富柏村日剩

香港で2000年02月24日から毎日綴り始めた日記ブログ 現在は身在日本

fookpaktsuen2009-08-17

八月十七日(月)昨晩は珍しく二時過ぎに床につきあまり眠れぬ壗に曉を覚える。朝九時のジェットフォイルマカオ。往復の航路と宿泊のパッケージでマンダリンオリエンタルマカオを予約。波止場でホテル差し向かへのシャトルバスを待つが一向に来る気配なく二度もホテルに電話するが二度目の電話でホテルがGrand Lapa Macauと改称したこと知らされ、それならさつきシャトルバスあり。

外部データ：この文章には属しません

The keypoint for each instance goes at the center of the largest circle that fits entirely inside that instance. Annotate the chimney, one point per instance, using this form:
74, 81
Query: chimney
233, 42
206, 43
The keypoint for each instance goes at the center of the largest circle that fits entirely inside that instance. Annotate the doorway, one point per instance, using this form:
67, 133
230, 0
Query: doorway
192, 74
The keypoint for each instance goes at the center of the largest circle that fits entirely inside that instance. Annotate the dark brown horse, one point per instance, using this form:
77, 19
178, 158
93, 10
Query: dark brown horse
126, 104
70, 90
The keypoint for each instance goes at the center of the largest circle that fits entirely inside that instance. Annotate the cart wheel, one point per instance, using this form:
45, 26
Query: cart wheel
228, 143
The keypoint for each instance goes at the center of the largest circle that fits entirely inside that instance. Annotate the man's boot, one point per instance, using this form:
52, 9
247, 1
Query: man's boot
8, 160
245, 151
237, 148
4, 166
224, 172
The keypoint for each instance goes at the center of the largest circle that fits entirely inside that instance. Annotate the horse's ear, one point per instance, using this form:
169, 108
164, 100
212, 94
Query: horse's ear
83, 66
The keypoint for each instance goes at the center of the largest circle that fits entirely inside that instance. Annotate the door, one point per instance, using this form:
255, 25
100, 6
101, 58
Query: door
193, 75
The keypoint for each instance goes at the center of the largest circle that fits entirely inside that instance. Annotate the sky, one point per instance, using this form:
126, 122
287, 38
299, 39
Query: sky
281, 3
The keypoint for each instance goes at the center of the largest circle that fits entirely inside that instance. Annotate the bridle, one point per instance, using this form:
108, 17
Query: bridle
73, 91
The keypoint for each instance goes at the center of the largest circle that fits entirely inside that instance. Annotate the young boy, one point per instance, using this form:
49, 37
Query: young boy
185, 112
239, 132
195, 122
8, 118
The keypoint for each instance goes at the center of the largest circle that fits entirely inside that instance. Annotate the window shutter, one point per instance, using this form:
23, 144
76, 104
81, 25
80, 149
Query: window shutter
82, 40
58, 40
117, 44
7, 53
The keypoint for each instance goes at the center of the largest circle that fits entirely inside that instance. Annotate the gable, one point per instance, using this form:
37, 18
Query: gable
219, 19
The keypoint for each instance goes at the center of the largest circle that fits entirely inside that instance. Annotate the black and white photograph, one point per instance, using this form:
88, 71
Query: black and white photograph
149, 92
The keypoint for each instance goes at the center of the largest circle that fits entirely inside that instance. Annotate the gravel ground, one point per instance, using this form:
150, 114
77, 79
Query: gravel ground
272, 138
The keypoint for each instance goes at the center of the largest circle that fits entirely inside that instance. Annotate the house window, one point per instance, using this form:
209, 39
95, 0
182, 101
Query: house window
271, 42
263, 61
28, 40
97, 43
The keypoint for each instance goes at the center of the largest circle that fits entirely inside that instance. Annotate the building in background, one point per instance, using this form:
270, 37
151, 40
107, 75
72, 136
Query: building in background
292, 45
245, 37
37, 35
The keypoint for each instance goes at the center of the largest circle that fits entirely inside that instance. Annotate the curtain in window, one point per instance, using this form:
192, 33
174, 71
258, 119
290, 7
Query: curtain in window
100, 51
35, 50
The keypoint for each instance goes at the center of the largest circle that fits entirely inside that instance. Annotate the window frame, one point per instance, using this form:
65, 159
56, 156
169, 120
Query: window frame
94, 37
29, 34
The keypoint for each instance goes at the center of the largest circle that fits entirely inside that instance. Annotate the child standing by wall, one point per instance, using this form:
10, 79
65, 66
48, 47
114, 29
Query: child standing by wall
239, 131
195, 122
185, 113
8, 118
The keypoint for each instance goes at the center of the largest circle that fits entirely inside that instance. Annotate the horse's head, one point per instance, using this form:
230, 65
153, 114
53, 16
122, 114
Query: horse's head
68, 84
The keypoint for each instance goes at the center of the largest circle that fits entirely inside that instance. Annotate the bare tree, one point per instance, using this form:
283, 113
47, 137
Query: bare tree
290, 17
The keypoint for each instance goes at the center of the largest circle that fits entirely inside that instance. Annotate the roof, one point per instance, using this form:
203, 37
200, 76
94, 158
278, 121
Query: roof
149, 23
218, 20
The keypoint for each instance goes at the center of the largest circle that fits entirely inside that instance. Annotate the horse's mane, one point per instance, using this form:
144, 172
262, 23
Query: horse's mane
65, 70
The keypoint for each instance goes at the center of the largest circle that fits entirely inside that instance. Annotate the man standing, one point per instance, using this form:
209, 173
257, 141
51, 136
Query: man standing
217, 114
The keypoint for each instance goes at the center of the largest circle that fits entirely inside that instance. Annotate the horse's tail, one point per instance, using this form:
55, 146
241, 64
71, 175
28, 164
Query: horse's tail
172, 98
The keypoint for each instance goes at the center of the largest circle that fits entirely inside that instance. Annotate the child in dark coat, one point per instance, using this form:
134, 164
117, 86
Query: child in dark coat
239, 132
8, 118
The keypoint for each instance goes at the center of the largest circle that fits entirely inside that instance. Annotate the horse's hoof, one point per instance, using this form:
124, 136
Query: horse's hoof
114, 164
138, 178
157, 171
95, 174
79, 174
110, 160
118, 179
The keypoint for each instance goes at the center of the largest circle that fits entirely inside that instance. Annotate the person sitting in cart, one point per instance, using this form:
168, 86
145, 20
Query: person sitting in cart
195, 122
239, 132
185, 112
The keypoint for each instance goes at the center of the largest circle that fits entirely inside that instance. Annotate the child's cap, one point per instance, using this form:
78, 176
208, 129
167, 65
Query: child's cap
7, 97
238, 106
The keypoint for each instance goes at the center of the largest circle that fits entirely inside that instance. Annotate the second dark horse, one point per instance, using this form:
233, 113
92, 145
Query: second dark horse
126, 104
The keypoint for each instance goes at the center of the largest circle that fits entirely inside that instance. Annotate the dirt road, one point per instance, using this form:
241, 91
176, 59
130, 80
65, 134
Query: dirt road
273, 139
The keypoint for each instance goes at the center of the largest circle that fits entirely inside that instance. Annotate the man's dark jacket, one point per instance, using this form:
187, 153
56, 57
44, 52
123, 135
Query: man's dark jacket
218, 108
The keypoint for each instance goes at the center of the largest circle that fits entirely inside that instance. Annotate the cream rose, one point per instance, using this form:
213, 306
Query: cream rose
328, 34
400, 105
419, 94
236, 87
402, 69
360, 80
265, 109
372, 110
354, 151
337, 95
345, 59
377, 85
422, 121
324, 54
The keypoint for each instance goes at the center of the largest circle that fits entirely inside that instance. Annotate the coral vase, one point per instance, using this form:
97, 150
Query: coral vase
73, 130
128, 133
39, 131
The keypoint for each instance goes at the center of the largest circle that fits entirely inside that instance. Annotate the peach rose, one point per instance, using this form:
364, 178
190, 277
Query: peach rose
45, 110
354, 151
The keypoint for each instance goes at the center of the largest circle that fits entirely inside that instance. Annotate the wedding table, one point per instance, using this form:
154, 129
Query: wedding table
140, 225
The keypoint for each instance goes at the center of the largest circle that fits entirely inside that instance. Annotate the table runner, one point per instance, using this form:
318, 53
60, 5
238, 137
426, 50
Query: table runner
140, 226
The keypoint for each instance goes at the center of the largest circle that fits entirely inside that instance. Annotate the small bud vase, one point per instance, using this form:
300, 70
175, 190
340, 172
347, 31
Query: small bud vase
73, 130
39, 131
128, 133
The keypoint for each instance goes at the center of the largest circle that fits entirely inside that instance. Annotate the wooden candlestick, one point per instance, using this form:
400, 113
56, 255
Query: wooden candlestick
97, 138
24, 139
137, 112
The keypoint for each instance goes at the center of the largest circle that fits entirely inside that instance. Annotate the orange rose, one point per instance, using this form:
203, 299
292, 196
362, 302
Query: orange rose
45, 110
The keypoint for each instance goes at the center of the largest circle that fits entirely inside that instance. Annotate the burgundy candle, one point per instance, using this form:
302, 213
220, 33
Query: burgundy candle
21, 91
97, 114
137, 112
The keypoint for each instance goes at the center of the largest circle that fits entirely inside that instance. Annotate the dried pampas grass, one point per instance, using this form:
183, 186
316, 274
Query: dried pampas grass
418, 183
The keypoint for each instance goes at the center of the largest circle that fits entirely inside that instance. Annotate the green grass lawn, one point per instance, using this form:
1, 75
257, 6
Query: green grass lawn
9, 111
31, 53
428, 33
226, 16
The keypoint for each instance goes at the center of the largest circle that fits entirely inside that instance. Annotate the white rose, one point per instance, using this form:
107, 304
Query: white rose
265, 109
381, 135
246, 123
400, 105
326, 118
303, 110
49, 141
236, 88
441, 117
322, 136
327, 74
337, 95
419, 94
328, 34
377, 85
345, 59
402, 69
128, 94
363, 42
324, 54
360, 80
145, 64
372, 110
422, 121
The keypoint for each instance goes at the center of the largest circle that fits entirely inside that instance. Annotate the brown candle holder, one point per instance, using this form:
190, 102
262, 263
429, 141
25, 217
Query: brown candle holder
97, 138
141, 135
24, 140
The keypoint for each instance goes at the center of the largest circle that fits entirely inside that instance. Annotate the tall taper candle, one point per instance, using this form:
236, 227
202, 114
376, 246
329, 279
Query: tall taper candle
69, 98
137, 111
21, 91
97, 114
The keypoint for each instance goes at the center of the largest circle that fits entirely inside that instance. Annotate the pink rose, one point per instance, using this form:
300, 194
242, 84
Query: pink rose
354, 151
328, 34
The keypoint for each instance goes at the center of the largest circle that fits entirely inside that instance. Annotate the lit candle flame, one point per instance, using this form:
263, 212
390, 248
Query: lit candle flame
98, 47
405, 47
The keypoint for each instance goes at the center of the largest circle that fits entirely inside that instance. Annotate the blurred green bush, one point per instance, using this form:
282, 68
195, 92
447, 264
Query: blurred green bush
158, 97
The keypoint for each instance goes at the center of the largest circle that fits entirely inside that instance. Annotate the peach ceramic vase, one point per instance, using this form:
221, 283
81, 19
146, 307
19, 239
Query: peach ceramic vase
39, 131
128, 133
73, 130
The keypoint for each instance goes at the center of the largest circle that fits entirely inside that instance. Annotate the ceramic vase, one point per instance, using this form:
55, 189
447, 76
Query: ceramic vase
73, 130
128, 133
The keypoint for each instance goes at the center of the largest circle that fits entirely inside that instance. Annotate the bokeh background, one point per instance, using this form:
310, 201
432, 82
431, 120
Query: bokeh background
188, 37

ホテルにつき話を聞けば「運営はマンダリンオリエンタルのまゝ」だが今月朔日に名称変更の由。かつてはマカオ有数の高級ホテルで沿岸から眺める湾岸の夕焼けも美しかつたが400米も埋立が進み風水も悪くなつたか、埋立地スパリゾート拡充するなど努力もしたが競合ホテルも増え隣にSandsが出来て埋もれた感あり。どこか内地の投資会社に売却でオペレーションだけ引き受けかしら。それはいゝけど電話でホテル名聞き取れず「マンダリンオリエンタル?」と尋ねると「さうです」と答へ波止場からのシャトルバスの確認なのだから「ホテルの名称が変はつてをりますので」くらゐ客に伝へるべきでは?とチェックインの際に職員に伝へる。荷物だけ置き路線バスでタイパ。茹だるやうな暑さ。かつて路環のRestaurante Espaço Lisboaにいらしたアントニオ厨師が自らの名で一昨年だかに開業の食肆に昼餉。驚くなかれ狭い肆にアタシらの他、日本人の団体客八名ともう一組の男女も日本人。皆さん二時間近く昼を楽しむやうな方ばかりでアントニオ師は大いに満足か。タイヤ屋の本(とミシュランをZ嬢はさう呼ぶ)に★はつかぬが載つたらしく値づけもかなり強気。ヴィーノベルデ一本と白ワイン半瓶でかなり良い気分で路線バスで宿に戻る。プールサイドとスパで微睡みつゝ吉田健一『酒肴酒』讀む。スパのシャワーは別としてサウナやスパ範囲は「十六歳以下お断り」とするのはホテルの見識。アタシが折角気持ちよく吉田健一を讀んでゐるつてのに健一さん本人は「旅行してゐる時に本や雑誌を讀むの程、愚の骨頂はない」なんて言つてゐる。で本人は列車の中からずつと呑みつ放し。酒を飲んで寝て朝起きて蒲団の中で麦酒をぐぐつと飲んで喉の渇きを癒し朝餉から向ひ酒が始まるから大したもの。「しなくてもいゝことをする機会が幾らでもあるから、旅は楽しい」つてそりやさうだらう。晩、暗くなるのを待ち出街。それでも暑くて汗だく。新口岸からリスボアホテルの方に歩く。香港もさうなんだけどマカオも上海街つて通りはなぜ風俗街なのかしら。昼はカメラに50mmでもf2.0のズミクロンをつけてゐたが晩を待つたのはf1.1のノクトンを使つてみたいからに他ならない。おーつ、リスボアカジノのネオンなんて明るすぎてISO400のフィルムで1/1000秒でもf2.4くらゐにしかならない。かなり暗いと思ふところで1/125秒くらゐでシャッターを切れるつて何だ、こりや?である。今日の澳門日報は昨日23萬人が来澳で内10萬人が珠海からと伝へてゐたが、その割には晩の七時過ぎには栗鼠ボアからセナド広場はあまり人出多く思へず。日帰り、或いは宿泊は経費節約で珠海つてのが多いのかしら。昼に澤山食べたので晩は祥記麺家で小ぶりの雲呑麺一杯のみ。路線バスで宿に戻り健一さんのつゞき讀む。